Coronavirus Indiana

Indiana Health Official Tells Hospitals With Extra Doses to ‘Get the Vaccine Into People'

Indiana’s governor and top health officials called for patience last week while early doses of vaccine against COVID-19 are administered to health care workers and residents inside long-term care facilities.

The governor also announced he was extending his statewide mask order and restrictions on crowd sizes for three more weeks, but lifting a pause on non-emergent, elective hospital procedures.

VACCINE UPDATES

Nearly 76,000 residents had received their first dose of vaccine as of Tuesday morning, Indiana’s chief medical officer, Dr. Lindsay Weaver, said during Holcomb’s weekly briefing on the state’s coronavirus response. More than 110,000 more Hoosiers have scheduled appointments to get shots through next Monday.

As of last week, CVS and Walgreens have started administering an additional 40,000 doses set aside for long-term care residents and staff, Weaver continued.

By the end of the week, Indiana was slated to have received 146,250 doses of the Pfizer vaccine and 152,500 doses of the Moderna vaccine, she noted.

But while it may appear that there are “a lot of extra” vaccine doses, the weekly allocations the state gets moving forward will be lower than the initial shipments, Weaver said, adding that vaccinations have been “limited” over the holidays. The pace is expected to pick up in the coming weeks, she said, and so far, no doses have been wasted or expired.

Weaver said state officials are continuing to focus vaccination efforts on frontline health workers and residents in long-term care facilities. Indiana health officials hope to have updated guidelines this week indicating who will be next in line for vaccines.

“The goal is to get vaccine in the arms at the highest risk in our health care settings,” Weaver said. "I want to stress that we are moving in a very intentional order of eligibility for vaccines. We want to ensure that we have enough vaccines before we open up vaccinations to additional groups.”

Still, if hospitals have extra vaccines, Weaver advised to “go ahead and get the vaccine into people” — even those outside of the current eligibility hierarchy.

NEW NUMBERS

Nearly half of Indiana counties were rated with the highest risk level of coronavirus spread in Wednesday’s update after state officials corrected a flaw in Indiana’s reporting.

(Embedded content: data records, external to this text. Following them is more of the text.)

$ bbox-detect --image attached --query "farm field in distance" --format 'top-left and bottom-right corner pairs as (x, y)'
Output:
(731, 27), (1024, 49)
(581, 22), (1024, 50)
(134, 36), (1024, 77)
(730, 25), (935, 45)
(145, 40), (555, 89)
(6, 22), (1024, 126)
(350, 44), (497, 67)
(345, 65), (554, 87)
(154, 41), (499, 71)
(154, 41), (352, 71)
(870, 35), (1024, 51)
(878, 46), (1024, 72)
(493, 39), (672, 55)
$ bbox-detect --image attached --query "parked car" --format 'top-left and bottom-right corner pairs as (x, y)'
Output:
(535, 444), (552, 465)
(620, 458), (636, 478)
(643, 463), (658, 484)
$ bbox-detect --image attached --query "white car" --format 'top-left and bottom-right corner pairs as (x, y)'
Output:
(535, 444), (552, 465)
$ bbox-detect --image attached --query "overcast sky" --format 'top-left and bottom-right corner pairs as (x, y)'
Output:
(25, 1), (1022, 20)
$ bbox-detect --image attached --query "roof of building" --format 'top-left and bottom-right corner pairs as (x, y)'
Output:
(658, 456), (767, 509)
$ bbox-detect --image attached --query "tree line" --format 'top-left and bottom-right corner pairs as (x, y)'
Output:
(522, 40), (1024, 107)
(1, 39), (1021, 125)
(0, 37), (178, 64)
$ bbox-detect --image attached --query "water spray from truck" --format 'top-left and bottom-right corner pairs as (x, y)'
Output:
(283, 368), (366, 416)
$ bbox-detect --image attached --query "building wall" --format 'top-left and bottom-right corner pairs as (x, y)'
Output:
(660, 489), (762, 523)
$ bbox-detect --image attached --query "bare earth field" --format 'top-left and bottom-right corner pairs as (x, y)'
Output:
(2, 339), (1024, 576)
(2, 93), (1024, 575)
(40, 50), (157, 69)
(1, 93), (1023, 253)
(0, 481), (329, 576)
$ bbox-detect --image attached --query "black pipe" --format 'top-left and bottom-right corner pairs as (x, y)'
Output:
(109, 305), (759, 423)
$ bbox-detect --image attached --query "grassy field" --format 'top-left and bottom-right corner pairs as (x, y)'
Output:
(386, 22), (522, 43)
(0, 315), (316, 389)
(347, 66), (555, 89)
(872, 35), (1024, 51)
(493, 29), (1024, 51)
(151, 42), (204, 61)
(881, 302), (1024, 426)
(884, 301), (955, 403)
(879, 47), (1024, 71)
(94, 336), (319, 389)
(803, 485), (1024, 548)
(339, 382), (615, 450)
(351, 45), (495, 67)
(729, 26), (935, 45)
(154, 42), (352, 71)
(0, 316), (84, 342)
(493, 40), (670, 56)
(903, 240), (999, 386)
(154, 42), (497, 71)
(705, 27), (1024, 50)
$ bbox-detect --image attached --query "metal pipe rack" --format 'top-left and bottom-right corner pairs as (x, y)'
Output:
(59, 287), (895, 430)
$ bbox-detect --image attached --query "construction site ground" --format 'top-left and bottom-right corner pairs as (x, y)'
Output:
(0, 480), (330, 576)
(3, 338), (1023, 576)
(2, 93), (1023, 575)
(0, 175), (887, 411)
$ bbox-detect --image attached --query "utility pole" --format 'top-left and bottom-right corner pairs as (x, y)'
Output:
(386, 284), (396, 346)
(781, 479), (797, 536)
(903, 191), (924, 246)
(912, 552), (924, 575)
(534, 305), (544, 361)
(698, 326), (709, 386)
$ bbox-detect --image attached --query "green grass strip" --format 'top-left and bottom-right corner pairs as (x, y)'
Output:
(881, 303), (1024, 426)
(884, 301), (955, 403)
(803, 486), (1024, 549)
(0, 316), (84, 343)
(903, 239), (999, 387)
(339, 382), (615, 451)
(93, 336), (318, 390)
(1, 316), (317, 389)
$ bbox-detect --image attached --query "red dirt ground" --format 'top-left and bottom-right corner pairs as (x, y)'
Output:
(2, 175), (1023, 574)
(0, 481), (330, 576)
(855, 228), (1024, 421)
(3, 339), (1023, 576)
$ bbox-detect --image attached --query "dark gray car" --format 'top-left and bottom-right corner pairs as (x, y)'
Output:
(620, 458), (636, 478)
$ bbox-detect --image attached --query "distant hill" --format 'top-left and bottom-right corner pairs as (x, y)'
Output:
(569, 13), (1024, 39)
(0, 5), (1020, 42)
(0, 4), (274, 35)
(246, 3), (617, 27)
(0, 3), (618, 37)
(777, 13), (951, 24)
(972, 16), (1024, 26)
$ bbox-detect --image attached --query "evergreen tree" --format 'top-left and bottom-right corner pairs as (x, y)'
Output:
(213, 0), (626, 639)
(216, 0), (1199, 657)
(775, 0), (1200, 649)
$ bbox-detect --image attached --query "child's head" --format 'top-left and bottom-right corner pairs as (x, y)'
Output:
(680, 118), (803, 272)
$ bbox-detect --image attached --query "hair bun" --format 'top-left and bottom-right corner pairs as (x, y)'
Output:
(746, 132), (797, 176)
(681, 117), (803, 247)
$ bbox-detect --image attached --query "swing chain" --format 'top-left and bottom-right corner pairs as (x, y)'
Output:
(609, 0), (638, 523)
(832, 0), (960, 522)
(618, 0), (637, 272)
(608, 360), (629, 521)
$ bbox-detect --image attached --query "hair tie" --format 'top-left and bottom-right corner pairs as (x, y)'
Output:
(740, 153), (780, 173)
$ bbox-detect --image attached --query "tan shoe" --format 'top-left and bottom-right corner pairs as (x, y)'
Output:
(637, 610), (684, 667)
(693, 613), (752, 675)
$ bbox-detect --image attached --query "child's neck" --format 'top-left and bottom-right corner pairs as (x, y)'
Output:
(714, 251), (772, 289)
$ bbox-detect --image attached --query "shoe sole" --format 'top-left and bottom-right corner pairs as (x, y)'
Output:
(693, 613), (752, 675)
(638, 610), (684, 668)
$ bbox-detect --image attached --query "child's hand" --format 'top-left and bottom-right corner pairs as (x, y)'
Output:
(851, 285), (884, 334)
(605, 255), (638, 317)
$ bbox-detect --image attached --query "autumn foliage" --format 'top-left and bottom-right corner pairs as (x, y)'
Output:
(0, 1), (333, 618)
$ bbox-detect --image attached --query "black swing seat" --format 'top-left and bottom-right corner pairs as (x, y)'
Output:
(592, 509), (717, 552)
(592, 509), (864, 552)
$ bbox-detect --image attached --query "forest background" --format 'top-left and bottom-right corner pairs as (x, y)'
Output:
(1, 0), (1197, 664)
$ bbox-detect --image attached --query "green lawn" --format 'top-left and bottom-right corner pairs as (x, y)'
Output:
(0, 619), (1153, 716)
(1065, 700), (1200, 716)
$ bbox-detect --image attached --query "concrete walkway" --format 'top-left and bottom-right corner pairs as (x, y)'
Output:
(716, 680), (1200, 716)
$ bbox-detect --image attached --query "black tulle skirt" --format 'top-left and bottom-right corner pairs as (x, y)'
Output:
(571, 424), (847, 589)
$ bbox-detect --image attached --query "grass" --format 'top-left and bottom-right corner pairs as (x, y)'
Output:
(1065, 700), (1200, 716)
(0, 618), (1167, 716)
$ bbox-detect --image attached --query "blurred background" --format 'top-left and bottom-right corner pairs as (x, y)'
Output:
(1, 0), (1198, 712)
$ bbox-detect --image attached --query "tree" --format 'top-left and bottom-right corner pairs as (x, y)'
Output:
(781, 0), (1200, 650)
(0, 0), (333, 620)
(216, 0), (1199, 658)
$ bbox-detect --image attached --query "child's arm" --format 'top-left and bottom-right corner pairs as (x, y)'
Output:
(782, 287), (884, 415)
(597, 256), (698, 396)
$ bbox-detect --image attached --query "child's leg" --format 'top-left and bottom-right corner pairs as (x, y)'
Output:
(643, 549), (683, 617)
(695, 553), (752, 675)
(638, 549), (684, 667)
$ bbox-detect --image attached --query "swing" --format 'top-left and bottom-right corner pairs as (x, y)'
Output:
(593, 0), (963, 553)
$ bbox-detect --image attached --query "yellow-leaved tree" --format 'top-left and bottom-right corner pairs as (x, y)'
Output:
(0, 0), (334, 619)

The Indiana State Department of Health tracking map labeled 45 of the state’s 92 counties the most dangerous red category, up 21 from a week earlier. Forty-six other counties were in the next-riskiest orange rating of the four-level system, which is updated weekly. Only east-central Indiana's Jay County was rated “moderate risk,” the first county in four weeks to enter the yellow category.

A software error has caused underreporting in statewide COVID-19 positivity rates and for individual counties since the pandemic began, the state's health commissioner, Dr. Kristina Box, announced last week.

The fix raised Indiana’s rate by 2.3 percentage points, bringing the reported positivity rate to 14.1% for all tests administered as of Dec. 22. Box previously said some smaller counties could see a decline in positivity rate after the changes, and six counties across the state recorded rates below 10%, a drop from 15 counties before the revisions.

“The number of new cases this week has declined from what we have seen in recent weeks," Box said Wednesday. "However, it’s too soon to say that we have turned a corner, and we do expect that the number of cases are going to bounce back up in the coming weeks.”